By Pastor Tim White
I feel like God has outdone himself by blessing me with a mother that is way more than I deserve. Elizabeth Jane Saunders is a bright light in the world and in the life of her family. She was raised on a chicken ranch in Eagle Valley, Oregon. Eagle Valley was home to the Saunders and Cundiff’s who settled there from the Oregon Trail. Her father, Winston Saunders, had contagious enthusiasm and as an Engineer for the Union Pacific Railroad he was a larger-than-life character to all his grandchildren. He spoiled my mom by always buying her an Easter Dress. He was a political leader in Oregon and received invitations to more than one Presidential Ball.
Her mom, Elizabeth Jane or Betty Saunders, was a hard-working lady who worked as a maid in the La Grande Hotel and could make the best cinnamon rolls in the world. She added a touch of class to our family and had a girlish giggle. She was also proud of her Cundiff Heritage as my mom is Cundiff strong also. My mom met my dad when they were in grade school. And you can ask any of her four boys - this was the luckiest day of my dad’s life. She was very popular in High School and was a Student Body Officer. We look at the pictures of her and she was just a beauty queen who looked like she could be an actress or something. Still today I can see that undiminished beauty in her eyes and character. She married my dad and even lived in the White family log cabin when I was a baby. I have a picture on my wall of me and my mom and people often ask me if that is a picture of Abraham Lincoln and his mom, but it is me. She and my dad worked their way through college and seminary and moved to the Tri-Cities to start a church which would become the Cathedral of Joy. She canned food and picked crops with her children at her side. She always stood up for us when a bully would threaten us in the tough neighborhood we lived in. And she expected her boys to do the same for one
another. She played the piano and organ in church. And after her dad passed away of a heart attack she
became a nurse because she wanted to care for people in their most difficult trials. She worked graveyard shift at Kennewick General Hospital with Jeannie Sutten’s mom, and Russ Smith’s mom. When she got the job, it was the first time our family had any money and she bought us our first color T.V.
Since she had been a cheerleader, when she came to our games we could always hear her above the crowd saying, “come on Timothy!” When my brother was playing quarterback for Eastern Washington University vs. Boise State in Boise, someone behind us began to criticize my brother’s playing. He had thrown 3 interceptions, but he always carried the team on his back and eventually threw 3 touchdown passes to win the game. The man behind us said something about my youngest brother and my mom said, “do you know who I am?” The man said “no”, she said “I am that boys’ mother.” The man said he was sorry then my dad whispered to my mom “do you know who that man is?” She said “no.” He said, “that is the President of Eastern Washington University.”
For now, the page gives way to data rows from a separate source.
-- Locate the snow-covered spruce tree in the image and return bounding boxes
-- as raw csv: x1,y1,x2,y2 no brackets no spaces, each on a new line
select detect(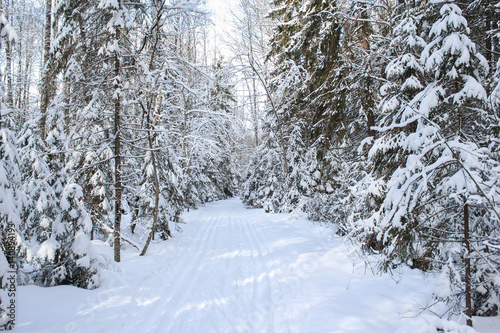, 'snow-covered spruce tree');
26,99,101,289
17,116,58,246
356,1,500,324
0,12,24,287
242,117,285,212
351,2,427,252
My mom took care of the dying in the Tri-Cities in their homes before there was a hospice. She cared for her mother-in-law and father-in-law when they were dying. It got so hard with my grandpa White that I told her “Mom, grandpa doesn’t remember who he is, I think we can put him in a care facility - you can’t burn the
candle at both ends like this.” She said “Well, I know who he is, and he is not just my father-in-law, this man was my pastor when I was a little girl. “
My mom helped us all on our homework, loved her grandchildren at a level that was way beyond the norm. She has always loved my dad and been his closest friend. In my life she always knows how to encourage me. She tells me “you are a Saunders and a Cundiff too, so keep a strong upper lip.” I am not sure what that means but my lip has always been pretty strong.
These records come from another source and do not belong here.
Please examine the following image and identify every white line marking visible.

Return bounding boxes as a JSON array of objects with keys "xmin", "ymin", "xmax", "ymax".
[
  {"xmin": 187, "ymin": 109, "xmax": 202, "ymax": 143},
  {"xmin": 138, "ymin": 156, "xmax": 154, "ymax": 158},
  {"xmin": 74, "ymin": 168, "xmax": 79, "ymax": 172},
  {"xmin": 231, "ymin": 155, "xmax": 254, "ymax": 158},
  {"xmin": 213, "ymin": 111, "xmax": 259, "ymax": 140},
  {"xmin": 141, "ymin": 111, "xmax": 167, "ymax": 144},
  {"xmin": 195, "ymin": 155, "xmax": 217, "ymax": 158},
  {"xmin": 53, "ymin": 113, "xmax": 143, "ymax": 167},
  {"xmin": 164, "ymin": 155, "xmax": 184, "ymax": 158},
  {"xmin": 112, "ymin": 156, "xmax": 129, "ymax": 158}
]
When I place a carnation on the altar this Sunday, my prayer will be thanking my God for blessing me beyond what I deserve with an amazing mom - there will be a little tear in my eye as usual. Then, when I get home, I will call my mom to see if she got my Mother’s Day present and we will talk and laugh and I will be praying that I am doing a good job of honoring the mother I love. Won’t you do the same thing this Sunday? It’s not just another Sunday.